Massimo proviene da una famiglia patriarcale di lunga storia, iniziata quando alcuni pastori della Valle di Mosso, retrostante la città di Biella, cominciarono a filare la lana delle pecore che allevavano, a lavorarla e a venderla alle prime industrie di quei lontani secoli del ‘600 e ‘700. È forse in parte storia romanzata raccolta da racconti famigliari, non cambia però la sostanza di un lungo percorso evolutivo attraverso il quale, per mezzo del lavoro e dell’applicazione, alcuni membri iniziarono ad accedere anche a professioni e funzioni pubbliche di rilievo, come sacerdoti o avvocati, e questo dà l’idea della qualità evolutiva di questo gruppo di affini, di questa famiglia Sella, il cui nome stesso deriva dalle colline della Sella di Mosso.
Aspetto fondante nella vita di Massimo fu il rapporto intenso con due persone da lui riconosciute centrali per la sua esperienza e formazione, maestri da emulare, interiorizzati, a cui restò strettamente legato per tutta la vita.
Prima di tutto la madre Clara, e questo al di là dei puri e meri affetti intimi: fu lei stessa pianista che lo iniziò allo studio del pianoforte in tenerissima età.
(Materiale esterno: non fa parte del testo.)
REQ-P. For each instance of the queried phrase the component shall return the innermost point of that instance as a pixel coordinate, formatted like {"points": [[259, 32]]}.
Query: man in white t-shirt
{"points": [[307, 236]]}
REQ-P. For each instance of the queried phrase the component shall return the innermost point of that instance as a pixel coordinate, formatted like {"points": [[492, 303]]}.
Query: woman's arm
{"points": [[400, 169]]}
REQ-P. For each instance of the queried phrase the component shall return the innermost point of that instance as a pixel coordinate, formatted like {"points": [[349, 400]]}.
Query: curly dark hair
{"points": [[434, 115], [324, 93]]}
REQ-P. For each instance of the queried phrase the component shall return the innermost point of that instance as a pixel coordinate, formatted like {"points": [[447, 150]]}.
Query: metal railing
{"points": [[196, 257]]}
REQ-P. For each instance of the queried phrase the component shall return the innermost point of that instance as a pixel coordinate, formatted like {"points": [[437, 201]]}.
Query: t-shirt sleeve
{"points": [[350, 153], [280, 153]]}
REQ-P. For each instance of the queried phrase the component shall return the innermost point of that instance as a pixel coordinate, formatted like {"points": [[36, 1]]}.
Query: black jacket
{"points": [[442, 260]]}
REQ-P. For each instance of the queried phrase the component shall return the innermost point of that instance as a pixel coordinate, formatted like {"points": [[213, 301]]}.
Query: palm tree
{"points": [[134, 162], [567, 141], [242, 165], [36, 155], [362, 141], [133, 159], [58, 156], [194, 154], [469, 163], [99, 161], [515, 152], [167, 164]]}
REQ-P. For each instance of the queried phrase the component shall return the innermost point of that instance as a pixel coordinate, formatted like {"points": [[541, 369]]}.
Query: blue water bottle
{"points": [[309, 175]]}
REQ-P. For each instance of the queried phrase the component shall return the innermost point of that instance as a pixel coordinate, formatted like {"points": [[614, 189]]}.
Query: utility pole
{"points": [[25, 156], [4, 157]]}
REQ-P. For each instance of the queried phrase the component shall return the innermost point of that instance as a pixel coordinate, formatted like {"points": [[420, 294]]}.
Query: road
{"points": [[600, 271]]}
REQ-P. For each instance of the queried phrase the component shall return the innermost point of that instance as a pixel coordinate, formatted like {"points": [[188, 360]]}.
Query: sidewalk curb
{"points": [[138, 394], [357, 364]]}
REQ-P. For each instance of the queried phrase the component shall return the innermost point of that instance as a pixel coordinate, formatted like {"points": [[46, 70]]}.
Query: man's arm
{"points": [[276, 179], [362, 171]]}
Massimo divenne un appassionato pianista e il pianoforte fu lo strumento che suonò con professionalità concertistica lungo tutto l’arco della vita.
L’altro fatto formativo da ricordare fu l’avere riconosciuto in Alfonso Sella un maestro. Egli era suo cugino di secondo grado, figlio di Quintino, uomo colto, professore di fisica all’Università La Sapienza di Roma e musicista. Già da adolescente, Massimo ne seppe riconoscere la statura e ne ammirò profondamente la qualità morale e il coinvolgimento scientifico. Infine diede al suo primogenito lo stesso nome.
Il significato centrale del riportare questi fatti sta nel sottolineare la capacità in Massimo, seppur in giovane età, di riconoscere il valore di una persona e perseguirne lo spirito e l’attività, introiettandone in maniera profonda i tratti del carattere da seguire con fedeltà come esempio.
In tutte le sue attività, prima di tutto come scienziato ma anche come pianista quasi professionale, fotografo e scrittore, egli raggiunse un livello di alta qualità. Fu però l’integrazione la caratteristica portante della sua mente, mai completamente scissa nelle sue parti. Con questo non intendo solo la compresenza in lui dello scienziato, dell’artista, del religioso, ma la qualità dell’integrazione di queste.
Pur essendo centrale ad esempio l’attività scientifica, questa non impediva alla sua mente di cogliere aspetti estetici ed umani di cui in altri momenti si sarebbe poi fatto carico.
"Mi sono interrogata su cosa mi spingesse a onorare la memoria di Massimo attraverso questo mezzo di comunicazione.
Ho ripensato a un libro che avevo letto tempo fa: "L'ultimo dei Giusti" di André Schwarz-Bart, che molto mi aveva colpito, di questo particolarmente ricordo il concetto di Giusto.
Era questo il riconoscimento e la definizione di una personalità capace di riconoscere e rimanere fedele alle qualità del bello e del buono in sé stesso e nella valutazione degli altri."